Using data science to predict lunch traffic - Part 2
In my previous blogpost you can read how I prepared and analysed our lunch data, made plots to visualize the data and came to some interesting insights. After analysing all the data collected by our smartscales and sensors, I would like to share more results from my research in this follow-up blogpost.
The data I have analyzed is collected by our smart scales where the missing values are filled in with the data collected by the counted plates by the dishwashers. If case you want to read more about our smart scales, please read this blogpost.
A predicting model
My goal was to make a prediction model that could predict how many people are going to lunch in our office for the coming days. First I made a prediction using an ARIMA model. In the plot below the prediction represents the blue line and the black line contains the real data. The grey areas show the 80% and 95% confidence intervals. As you might notice, the black line falls in the 80% confidence interval. Besides the plot, a MAPE (Mean Absolute Percentage Error) was calculated. This is a percentage to see how accurate the prediction is. The found percentage is 11,1%; this means that the model is 89,9% accurate. Also I calculated that the average difference between the predicted values and the real data is 16 plates.
Besides a prediction for the next days, a question I wanted to answer during my project was if there were any correlations between the number of people lunching in the office and external factors. First I had to look for factors that could be correlating with the number of people lunching per day. The following factors have been researched:
- Day of the week
- Average temperature of the day
- Average rainfall of the day
- School holidays
I used a linear regression method for this. The best model that came out can be described with the following formula:
Number of plates = 135.6 - 0.06 * temperature - 19.8 * holidays + ε
In this formula temperature is the average temperature in 0.1 degrees Celsius of that day, the holidays is 1 for a holiday day and 0 for a regular day and ε is the error term. The R-squared of this model is 0.1137, this indicates that 11,4% of the variance in the variables temperature and holidays explains the number of plates used. This is a low percentage.
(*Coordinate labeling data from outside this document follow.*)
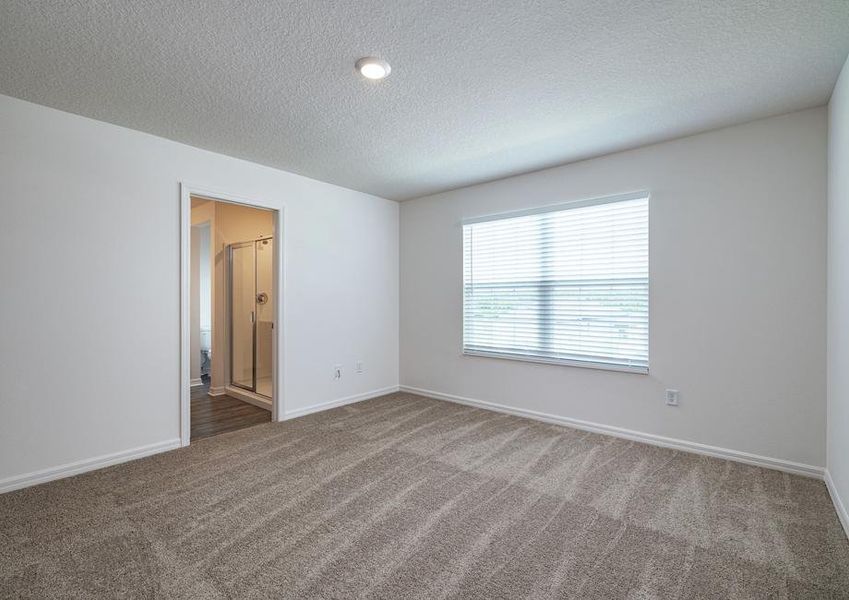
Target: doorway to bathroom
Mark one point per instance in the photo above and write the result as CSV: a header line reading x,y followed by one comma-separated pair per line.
x,y
230,303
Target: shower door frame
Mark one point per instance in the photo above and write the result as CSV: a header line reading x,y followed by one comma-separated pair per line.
x,y
230,336
278,210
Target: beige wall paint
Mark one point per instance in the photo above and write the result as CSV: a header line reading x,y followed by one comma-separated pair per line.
x,y
233,224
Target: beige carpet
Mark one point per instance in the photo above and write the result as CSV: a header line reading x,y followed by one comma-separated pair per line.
x,y
406,497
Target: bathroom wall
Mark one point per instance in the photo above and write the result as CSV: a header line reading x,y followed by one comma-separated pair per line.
x,y
233,224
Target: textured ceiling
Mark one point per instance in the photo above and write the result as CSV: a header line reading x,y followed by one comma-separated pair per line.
x,y
479,90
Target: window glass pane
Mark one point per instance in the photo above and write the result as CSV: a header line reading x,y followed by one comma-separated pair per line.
x,y
568,285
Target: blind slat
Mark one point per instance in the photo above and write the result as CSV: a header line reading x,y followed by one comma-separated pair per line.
x,y
569,285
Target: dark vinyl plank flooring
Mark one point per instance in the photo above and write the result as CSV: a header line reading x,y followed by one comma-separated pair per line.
x,y
222,414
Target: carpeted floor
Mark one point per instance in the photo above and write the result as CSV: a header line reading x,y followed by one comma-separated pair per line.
x,y
406,497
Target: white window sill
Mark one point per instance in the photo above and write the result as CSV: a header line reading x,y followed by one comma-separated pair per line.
x,y
560,362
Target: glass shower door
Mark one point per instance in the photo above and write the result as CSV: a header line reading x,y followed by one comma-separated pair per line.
x,y
242,314
264,315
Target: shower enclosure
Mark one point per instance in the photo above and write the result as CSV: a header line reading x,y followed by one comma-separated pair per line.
x,y
251,314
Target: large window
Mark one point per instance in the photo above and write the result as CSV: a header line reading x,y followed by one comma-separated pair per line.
x,y
566,284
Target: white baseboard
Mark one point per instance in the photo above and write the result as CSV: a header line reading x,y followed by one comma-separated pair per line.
x,y
300,412
82,466
842,514
629,434
249,397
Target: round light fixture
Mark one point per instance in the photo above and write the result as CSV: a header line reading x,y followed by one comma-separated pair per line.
x,y
373,68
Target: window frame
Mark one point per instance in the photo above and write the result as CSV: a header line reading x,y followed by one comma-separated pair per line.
x,y
585,364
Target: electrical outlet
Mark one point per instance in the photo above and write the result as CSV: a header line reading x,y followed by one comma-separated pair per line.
x,y
672,397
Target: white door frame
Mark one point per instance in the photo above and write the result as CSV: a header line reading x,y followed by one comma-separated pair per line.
x,y
187,190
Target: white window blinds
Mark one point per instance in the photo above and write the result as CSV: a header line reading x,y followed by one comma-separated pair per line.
x,y
567,284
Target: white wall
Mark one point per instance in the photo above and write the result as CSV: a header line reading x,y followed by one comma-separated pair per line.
x,y
737,261
838,293
89,349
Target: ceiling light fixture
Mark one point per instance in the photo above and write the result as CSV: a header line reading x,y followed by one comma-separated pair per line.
x,y
373,68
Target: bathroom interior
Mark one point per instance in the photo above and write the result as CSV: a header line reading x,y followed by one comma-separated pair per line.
x,y
232,301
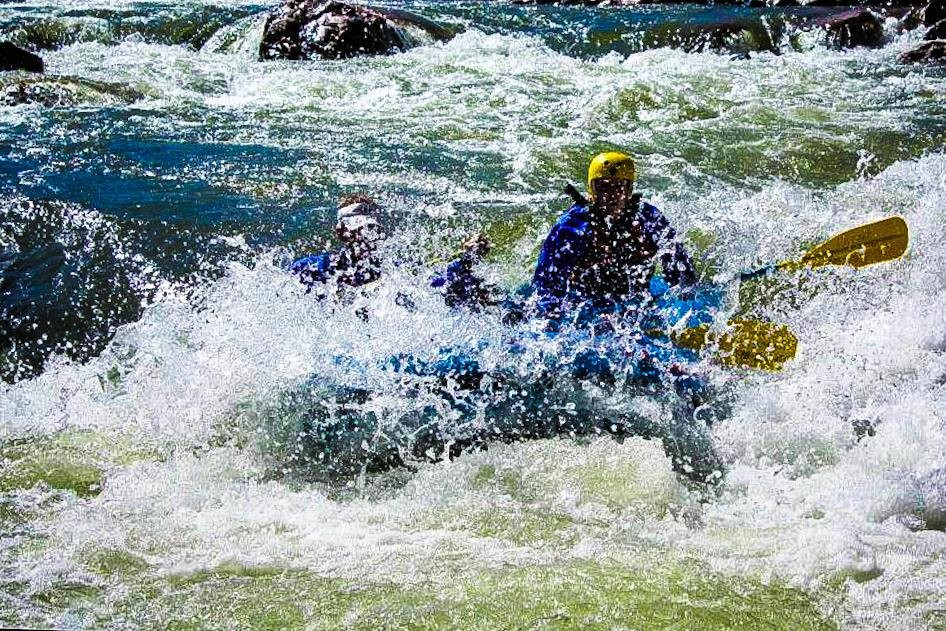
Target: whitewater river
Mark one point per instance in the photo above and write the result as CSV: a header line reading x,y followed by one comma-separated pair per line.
x,y
156,358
Finally I tried to fit a simple neural network with the same variables as used for the linear regression to see if there are patterns in the data. The dataset was divided into a train set and test set, where the train set contained 75% of the data. The model is fit on the train set and tested with the test set. The plot below shows the found neural network. It shows the input neurons: temperature, rainfall, holidays and day of the week. Besides the input neurons, it also shows the two hidden layers with three and two neurons and at last it shows that there is one output neuron. This output is a number of plates used.
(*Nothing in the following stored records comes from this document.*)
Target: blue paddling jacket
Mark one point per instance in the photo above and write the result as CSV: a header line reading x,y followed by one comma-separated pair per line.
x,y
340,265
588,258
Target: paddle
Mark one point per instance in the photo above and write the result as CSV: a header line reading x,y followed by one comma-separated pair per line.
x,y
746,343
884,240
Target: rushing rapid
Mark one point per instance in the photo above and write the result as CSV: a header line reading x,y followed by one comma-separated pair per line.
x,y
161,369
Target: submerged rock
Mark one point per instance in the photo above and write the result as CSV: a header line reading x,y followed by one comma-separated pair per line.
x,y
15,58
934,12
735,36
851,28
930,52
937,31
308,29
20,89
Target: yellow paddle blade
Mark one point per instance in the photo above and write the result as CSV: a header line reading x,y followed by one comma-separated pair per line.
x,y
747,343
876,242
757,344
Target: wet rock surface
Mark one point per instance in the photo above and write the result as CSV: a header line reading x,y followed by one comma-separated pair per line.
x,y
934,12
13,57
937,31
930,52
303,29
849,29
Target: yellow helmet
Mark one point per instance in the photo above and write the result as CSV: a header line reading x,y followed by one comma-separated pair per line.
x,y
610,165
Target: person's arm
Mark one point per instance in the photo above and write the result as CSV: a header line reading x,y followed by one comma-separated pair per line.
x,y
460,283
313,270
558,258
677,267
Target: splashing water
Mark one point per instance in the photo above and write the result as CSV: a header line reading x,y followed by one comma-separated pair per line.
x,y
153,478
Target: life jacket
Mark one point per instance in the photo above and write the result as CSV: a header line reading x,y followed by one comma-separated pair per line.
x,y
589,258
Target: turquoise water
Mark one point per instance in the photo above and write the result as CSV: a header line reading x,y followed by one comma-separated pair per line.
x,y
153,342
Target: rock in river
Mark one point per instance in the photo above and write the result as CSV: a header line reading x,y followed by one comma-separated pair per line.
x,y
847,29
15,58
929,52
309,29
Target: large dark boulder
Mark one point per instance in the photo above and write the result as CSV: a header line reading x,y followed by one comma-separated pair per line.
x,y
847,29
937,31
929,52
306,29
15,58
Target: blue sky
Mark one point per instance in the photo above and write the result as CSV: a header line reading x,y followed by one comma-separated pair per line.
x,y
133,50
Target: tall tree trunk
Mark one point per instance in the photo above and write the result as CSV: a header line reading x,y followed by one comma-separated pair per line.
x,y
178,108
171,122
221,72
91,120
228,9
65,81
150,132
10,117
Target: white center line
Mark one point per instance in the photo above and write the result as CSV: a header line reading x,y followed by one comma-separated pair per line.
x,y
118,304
After fitting the neural network, the values of the test set were predicted. In the plot below you can see the predicted values versus the real values of the test set.
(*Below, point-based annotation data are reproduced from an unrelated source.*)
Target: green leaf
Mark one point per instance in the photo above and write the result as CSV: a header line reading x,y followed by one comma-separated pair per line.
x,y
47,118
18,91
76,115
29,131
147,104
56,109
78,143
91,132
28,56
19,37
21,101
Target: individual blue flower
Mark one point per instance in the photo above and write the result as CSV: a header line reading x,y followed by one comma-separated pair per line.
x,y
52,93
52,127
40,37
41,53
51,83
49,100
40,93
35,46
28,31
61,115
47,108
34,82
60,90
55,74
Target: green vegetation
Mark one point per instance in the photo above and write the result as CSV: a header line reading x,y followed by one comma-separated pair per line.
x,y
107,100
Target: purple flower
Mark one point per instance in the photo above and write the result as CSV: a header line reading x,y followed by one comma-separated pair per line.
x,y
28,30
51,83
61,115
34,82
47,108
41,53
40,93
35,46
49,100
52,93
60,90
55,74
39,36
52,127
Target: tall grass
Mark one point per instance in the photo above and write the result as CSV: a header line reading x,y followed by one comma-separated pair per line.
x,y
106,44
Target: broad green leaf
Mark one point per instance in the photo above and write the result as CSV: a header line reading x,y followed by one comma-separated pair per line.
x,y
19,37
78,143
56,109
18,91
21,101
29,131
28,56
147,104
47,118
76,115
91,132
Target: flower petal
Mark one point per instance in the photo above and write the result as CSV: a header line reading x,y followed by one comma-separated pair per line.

In this plot the black line represents the ideal values. The closer the red dots are to the line, the better. As you can see, there are some red dots close to the line, however many points are not near the line. Besides the plot, the Mean Absolute Error (MAE) is calculated. This is the average of the absolute differences between the predicted values and the real values. The calculated MAE is 21.8. This means that the average difference between the prediction and the real values is 22 plates.
My graduation project showed that the best prediction model in our case is the ARIMA model with an accuracy of 89,9%. Furthermore the variance of the number of plates used during a day can be explained for 11,4% from the variables temperature and school holidays. And finally the results from the neural network showed that there are no additional specific patterns in the data available.